Vinyl banners are a form of outdoor advertising. Most banners are now digitally printed on large format inkjet printers which are capable of printing a full color outdoor billboard on a single piece of material.

Materials
The most commonly used material is a heavy weight vinyl technically known as PVC. The weights of the different banner substrates range from as light as 9 ounces to as heavy as 22 ounces per square yard (900gsm), and may be double- or single-sided. Grommets (eyelets) can also be added in order to facilitate hanging of the banner. A high frequency weld, stitching or banner hem tape are also used to fasten the hems neatly, and provide the insertion of grommets / eyelets. Large banners (which can be so large that they cover the side of a building) are usually printed on a special mesh pvc material so that some wind can pass through them.

Printing
There are various types of vinyl banner. Its useful life ranges from 3–5 years.

 Digitally printed banners: printed with aqueous (water-based), eco-solvent, solvent-based inks or UV-curable inkjet inks. The latter three types tend to contain durable pigments, which provide superior weather and UV-fading resistance.  Large format inkjet printers are usually used, usually manufactured by companies such as HP, EFi Vutek, Mimaki, Roland, Mutoh, or one of many Chinese or Korean manufacturers.  Very large banners may be produced using "grand format inkjet printers" of >2.5m width, or computer-controlled airbrush devices which print the ink directly onto the banner material.
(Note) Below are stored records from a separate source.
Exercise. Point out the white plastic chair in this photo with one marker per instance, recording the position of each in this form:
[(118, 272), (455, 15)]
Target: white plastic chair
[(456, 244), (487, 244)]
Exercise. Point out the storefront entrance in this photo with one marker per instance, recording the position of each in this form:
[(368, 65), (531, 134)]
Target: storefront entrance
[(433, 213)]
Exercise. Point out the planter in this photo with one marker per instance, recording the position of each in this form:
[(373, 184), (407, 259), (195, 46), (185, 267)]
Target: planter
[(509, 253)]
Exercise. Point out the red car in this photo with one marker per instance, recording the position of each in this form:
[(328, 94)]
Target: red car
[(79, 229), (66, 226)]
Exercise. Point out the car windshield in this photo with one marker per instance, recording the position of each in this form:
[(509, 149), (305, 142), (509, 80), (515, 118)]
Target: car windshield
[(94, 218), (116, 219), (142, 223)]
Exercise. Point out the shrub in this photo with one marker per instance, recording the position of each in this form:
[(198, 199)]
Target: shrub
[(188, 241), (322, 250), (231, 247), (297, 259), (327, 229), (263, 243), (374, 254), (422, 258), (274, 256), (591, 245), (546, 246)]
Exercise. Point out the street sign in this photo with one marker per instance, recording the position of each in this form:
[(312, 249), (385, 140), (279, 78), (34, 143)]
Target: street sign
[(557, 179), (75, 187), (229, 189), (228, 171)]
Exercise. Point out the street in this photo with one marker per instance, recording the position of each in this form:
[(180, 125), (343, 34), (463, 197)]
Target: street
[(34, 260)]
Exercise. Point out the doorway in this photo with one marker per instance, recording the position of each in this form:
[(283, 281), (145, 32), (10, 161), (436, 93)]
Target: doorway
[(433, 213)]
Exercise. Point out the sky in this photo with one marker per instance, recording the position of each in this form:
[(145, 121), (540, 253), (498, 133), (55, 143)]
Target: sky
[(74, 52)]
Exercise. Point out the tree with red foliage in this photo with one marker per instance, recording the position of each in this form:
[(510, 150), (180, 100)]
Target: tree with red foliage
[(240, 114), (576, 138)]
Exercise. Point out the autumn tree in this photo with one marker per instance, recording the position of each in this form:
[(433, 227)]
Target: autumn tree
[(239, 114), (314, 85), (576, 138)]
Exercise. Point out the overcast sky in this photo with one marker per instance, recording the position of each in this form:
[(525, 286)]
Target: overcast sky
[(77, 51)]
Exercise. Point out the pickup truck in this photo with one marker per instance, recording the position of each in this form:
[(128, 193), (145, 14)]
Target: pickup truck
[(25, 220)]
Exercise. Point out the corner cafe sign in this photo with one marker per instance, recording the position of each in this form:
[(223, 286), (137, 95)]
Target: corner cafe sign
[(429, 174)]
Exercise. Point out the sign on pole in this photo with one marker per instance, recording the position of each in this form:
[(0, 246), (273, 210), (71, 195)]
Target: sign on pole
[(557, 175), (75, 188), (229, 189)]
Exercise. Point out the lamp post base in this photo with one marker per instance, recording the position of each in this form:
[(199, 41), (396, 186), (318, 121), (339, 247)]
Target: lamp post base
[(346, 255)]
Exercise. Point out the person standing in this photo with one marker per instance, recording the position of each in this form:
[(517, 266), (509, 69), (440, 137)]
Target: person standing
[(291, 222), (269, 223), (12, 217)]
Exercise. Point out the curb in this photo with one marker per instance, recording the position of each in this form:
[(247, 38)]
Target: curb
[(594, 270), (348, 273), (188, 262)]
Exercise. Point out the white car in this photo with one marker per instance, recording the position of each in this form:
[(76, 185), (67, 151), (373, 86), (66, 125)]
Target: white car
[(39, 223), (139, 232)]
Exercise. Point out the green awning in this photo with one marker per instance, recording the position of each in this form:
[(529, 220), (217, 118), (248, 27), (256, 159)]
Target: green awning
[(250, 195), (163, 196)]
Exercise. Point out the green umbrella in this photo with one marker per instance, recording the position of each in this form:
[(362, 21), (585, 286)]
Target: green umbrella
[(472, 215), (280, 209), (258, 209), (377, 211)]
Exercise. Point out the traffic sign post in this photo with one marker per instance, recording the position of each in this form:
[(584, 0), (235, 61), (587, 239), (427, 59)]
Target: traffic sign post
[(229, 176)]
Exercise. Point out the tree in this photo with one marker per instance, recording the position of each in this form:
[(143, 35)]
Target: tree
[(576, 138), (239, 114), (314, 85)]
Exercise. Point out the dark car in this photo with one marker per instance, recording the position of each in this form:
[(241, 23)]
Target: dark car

Some of the fastest wide and grand format inkjet printers are capable of printing up to  per hour.
 Vinyl lettered banners: produced by applying individual elements cut from self-adhesive vinyl by a computer-driven vinyl cutter. This method is now uncommon with the advent of large format printing.
 Screenprinted: produced using screenprinting, in which different colors are laid down one at a time using screens comprising an imaged stencil, through which the screen printing ink passes.  Screen printing may be done on hand benches, single / dual colour machines, or on high-performance multi-colour screen presses which can print at about 1,000 m2 per hour plus. Screenprinting is usually reserved for large quantities of the same banner due to cost-effectiveness but is closely matched and even surpassed by digitally printed banners.
 Painted: hand-painted graphics and lettering. These type of banners are uncommon with the advent of modern printing.

Finishing

 Hems: the most common form of finishing for vinyl banners. Hems allow for the more secure insertion of grommets or eyelets which allow the banner to be fixed or hung.
 Eyelets: (or grommets) are small (typically 12.5mm diameter inner) metal rings secured into the banner hem which allow rope, clips or bungee cord to be attached to the banner to aid fixing.
 Pole Pockets: vinyl banners can be finished with pole pockets, usually at the top and/or bottom where a loop is made from the same continuous material and fixed to the back of the banner by a high frequency weld, stitching or banner hem tape. This is common on scaffold banners where a scaffold pole is slid though to secure the banner on site. Hung banners can have a pole pocket at the bottom to hold a weighted bar which can add tension to the display and prevent it from billowing up.

Applications
Vinyl banners have many uses and applications. They are most often used to promote a company's logo, a special promotion, event, team or school. Since vinyl is a very flexible as well as portable material you can see vinyl banners just about anywhere. Vinyl banners are commonly seen as billboards, table banners, trade show banners, building banners, street banners, festival banners, as well as stadium flags.

A quality vinyl banner will also use an outside hem to ensure that Grommets are secured properly. Grommets are the nickel holes that enable the banner to be hung on fence posts, walls, or on the side of buildings. In windy conditions, if Grommets are not fastened into the hem of a vinyl banner, these grommet holes will easily tear out of the banner. Banner hem tapes are also used as decorative trim and to prevent delamination and lifting of vinyl hems.